Buyers seem to want one of two things, which confirm our market conditions. The first is lifestyle and the historic town of Telluride provides an incredible lifestyle to enjoy for primary and second homeowners that no other locale can offer. Small, unique, authentic, luxurious, charming, funky, numerous resort amenities, festivals and culture, are just a few of the attributes. And people will pay a premium for this. The second is value. A luxurious Mountain Village trail side townhome at under $400 per square foot? A large acreage mesa timber frame home at $100 per square foot just thirty minutes to town? A large ski in/ski out on grade luxurious residence with big mountain range views at under $600 per square foot? These are all proven values that we have not seen in over a decade and sold this past year.
As you look at the Annual Dollar Volume and Number of Transactions in the past 10 years, one thing is evident. We are still well off the pace of 2004-2007, both in dollar volume and number of transactions. But, what markets that had steep real estate appreciation since the mid to late 1990’s did not fall into the same pattern?

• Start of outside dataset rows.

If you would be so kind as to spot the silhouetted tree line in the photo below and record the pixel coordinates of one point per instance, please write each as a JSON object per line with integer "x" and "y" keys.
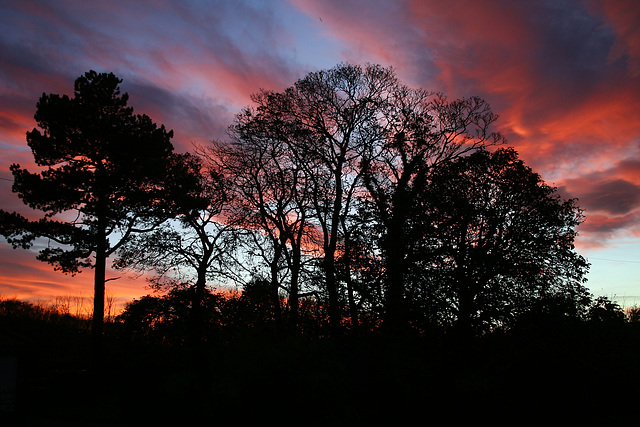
{"x": 346, "y": 202}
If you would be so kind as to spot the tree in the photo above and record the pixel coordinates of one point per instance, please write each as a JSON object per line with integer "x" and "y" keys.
{"x": 104, "y": 175}
{"x": 423, "y": 130}
{"x": 192, "y": 248}
{"x": 325, "y": 121}
{"x": 493, "y": 241}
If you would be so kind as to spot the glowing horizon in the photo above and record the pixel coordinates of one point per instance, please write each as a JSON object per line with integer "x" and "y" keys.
{"x": 564, "y": 78}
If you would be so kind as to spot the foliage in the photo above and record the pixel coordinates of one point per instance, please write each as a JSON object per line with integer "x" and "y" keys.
{"x": 491, "y": 242}
{"x": 104, "y": 172}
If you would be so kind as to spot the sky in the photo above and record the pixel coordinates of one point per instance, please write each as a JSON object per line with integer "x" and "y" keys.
{"x": 563, "y": 75}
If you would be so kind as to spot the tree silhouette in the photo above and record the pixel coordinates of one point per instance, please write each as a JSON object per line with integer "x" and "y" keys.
{"x": 492, "y": 241}
{"x": 192, "y": 248}
{"x": 422, "y": 131}
{"x": 103, "y": 178}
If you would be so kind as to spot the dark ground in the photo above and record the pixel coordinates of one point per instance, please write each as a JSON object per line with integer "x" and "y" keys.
{"x": 588, "y": 374}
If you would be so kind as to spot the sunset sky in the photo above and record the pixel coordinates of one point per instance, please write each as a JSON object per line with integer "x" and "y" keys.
{"x": 564, "y": 76}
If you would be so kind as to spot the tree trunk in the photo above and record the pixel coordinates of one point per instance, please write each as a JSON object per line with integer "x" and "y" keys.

The summary for both Buyers and Sellers is starting to change in a more positive direction for Sellers with less and less availability in excellent values. If a property has a high level of quality, uniqueness, desirable location, features and amenities, then Buyers have proven time and time again, that they will “step up” to pay top dollar. Buyers that are less picky, can still find deals out there at up to 40% off the high market times, but will sacrifice something for the inherent value, for example, a stripped bank owned sale, no ski access, high density complex or subdivision, quick cash closing, as well as many other factors.